From the reconstruction results, we can visually see that when the resolution increases the result is not so great. After performing the morphological operations we can see that the results for resolution of 5 still have some holes and the sulci is still deep. While for the lowest resolution of 3, we can see that the reconstruction is closer to ex-vivo than in-vivo. In order to validate our assumptions from the visualization, we computed the chamfer distance between the original mesh and the reconstructed mesh after the morphological operations are performed. The results after the calculation are summarized in Table 1. 

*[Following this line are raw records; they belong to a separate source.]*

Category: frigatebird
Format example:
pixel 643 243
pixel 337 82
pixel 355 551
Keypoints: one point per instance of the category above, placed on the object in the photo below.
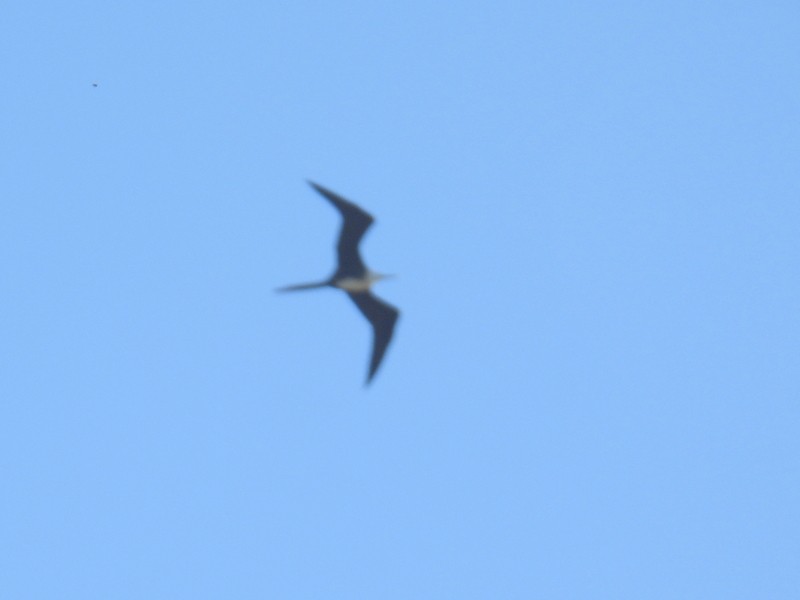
pixel 353 277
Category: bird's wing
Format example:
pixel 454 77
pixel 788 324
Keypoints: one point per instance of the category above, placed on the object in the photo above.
pixel 383 317
pixel 355 222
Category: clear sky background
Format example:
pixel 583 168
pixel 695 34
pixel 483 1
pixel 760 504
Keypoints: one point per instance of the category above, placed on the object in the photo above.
pixel 593 210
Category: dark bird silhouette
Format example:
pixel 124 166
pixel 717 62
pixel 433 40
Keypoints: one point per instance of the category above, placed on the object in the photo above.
pixel 353 277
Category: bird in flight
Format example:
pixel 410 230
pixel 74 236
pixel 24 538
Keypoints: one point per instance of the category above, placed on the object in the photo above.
pixel 353 277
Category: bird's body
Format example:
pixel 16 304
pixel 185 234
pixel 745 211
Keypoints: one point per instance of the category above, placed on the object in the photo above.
pixel 354 278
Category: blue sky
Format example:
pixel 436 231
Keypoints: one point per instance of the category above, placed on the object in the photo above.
pixel 593 211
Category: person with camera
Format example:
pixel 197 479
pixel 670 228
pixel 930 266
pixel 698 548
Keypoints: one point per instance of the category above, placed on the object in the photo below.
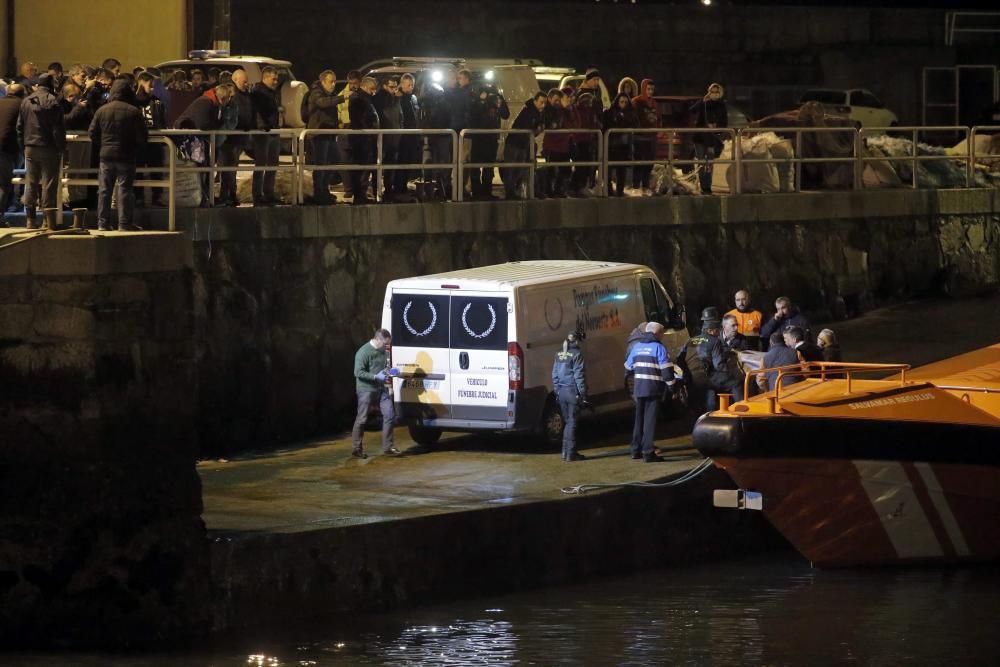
pixel 371 371
pixel 649 367
pixel 569 384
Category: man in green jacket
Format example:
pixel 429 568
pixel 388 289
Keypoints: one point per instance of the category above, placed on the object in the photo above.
pixel 370 371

Resolutions	N=10	N=100	N=1000	N=10000
3	4.15	7.62	76.26	274.73
4	5.66	10.09	42.92	182.66
5	4.53	8.60	33.19	168.83

After getting the point clouds from both meshes, we only considered a subset of the vertices to compute the distance since considering the entire point cloud is computationally intensive and very slow. We took the number of vertices to be powers of 10. Then the point clouds were rescaled and normalized to be in the same space. From the results, we can conclude that the higher resolution has the lowest distance, while the lowest resolution has the highest distance. This is true from our observation that the highest resolution should be closer to the original mesh while the lowest resolution is further from it since it’s getting similar to an ex-vivo mesh. Figure 8 shows a plot of the mesh quality for the different resolutions, where the number of vertices is given on the x-axis and the distance is given on the y-axis.

2.2. Surface-based approach

Sellán et al. demonstrate in “Opening and Closing Surfaces (2020)” that many regions don’t move when performing closing operations, and the output is curvature bound, as shown in Figure 9.

Therefore, Sellán et al. propose a bounded curvature-based flow for 3D surfaces that moves not curvature bound points in the normal direction by an amount proportional to their curvature.

As an alternative to the volumetric closing of the deep sulci of the brain, we applied the Sellán et al. method to close our surfaces. Figures 10 and 11 present the progressive closing of the mesh at each iteration until it converges.

2.3. Extracting External Surface

One other approach we tried to explore was focused on getting only the outer surface without all the grooves by post-processing the meshes reconstructed from the in-vivo reconstructed surface (Figure 12. a). So we followed the following steps:

1. Inflate the mesh by pushing each vertex in the direction of its normals. This results in the closing of all the grooves and only the external surface is directly visible. The inflated mesh is shown in Figure 12. b
2. Once we have this inflated surface, we need to retrieve only the externally visible surface. For this, we treat all the brain vertex as origins and shoot rays in the direction of vertex normals. The rays originating from vertices lying on the external surface do not hit any other surface, whereas the ones from the inside surface hit the external surface. Thus we can find and isolate the vertices lying on the surface. We reconstruct the surface using these extracted meshes using Poisson reconstruction. The reconstructed mesh is shown in Figure 12. c

3. Future work

In this study, we presented a technique for reconstructing an ex-vivo mesh from an in-vivo mesh utilizing various methods. But there are still limitations and difficulties that we would like to address in our future studies. One of them is to mimic the effects of cuts and veins, which are common artifacts in histological images, on the surface of the brain. To achieve this, we intend to produce accurate displacement maps that can simulate the deformation of the brain surface as a result of these factors. Additionally, using displacement maps, we will investigate various techniques for producing random continuous curves on the 2D surface that can depict cuts and veins. Another challenge is to improve the robustness of our method to surface deformation caused by different slicing methods or imaging modalities. We also want to train deep learning networks such as GCN/DiffusionNet to segment different brain regions. We will investigate the use of chamfer distance as a loss function to measure the similarity between the predicted and ground truth segmentation masks, and to encourage smoothness and consistency of the segmentation results across different slices.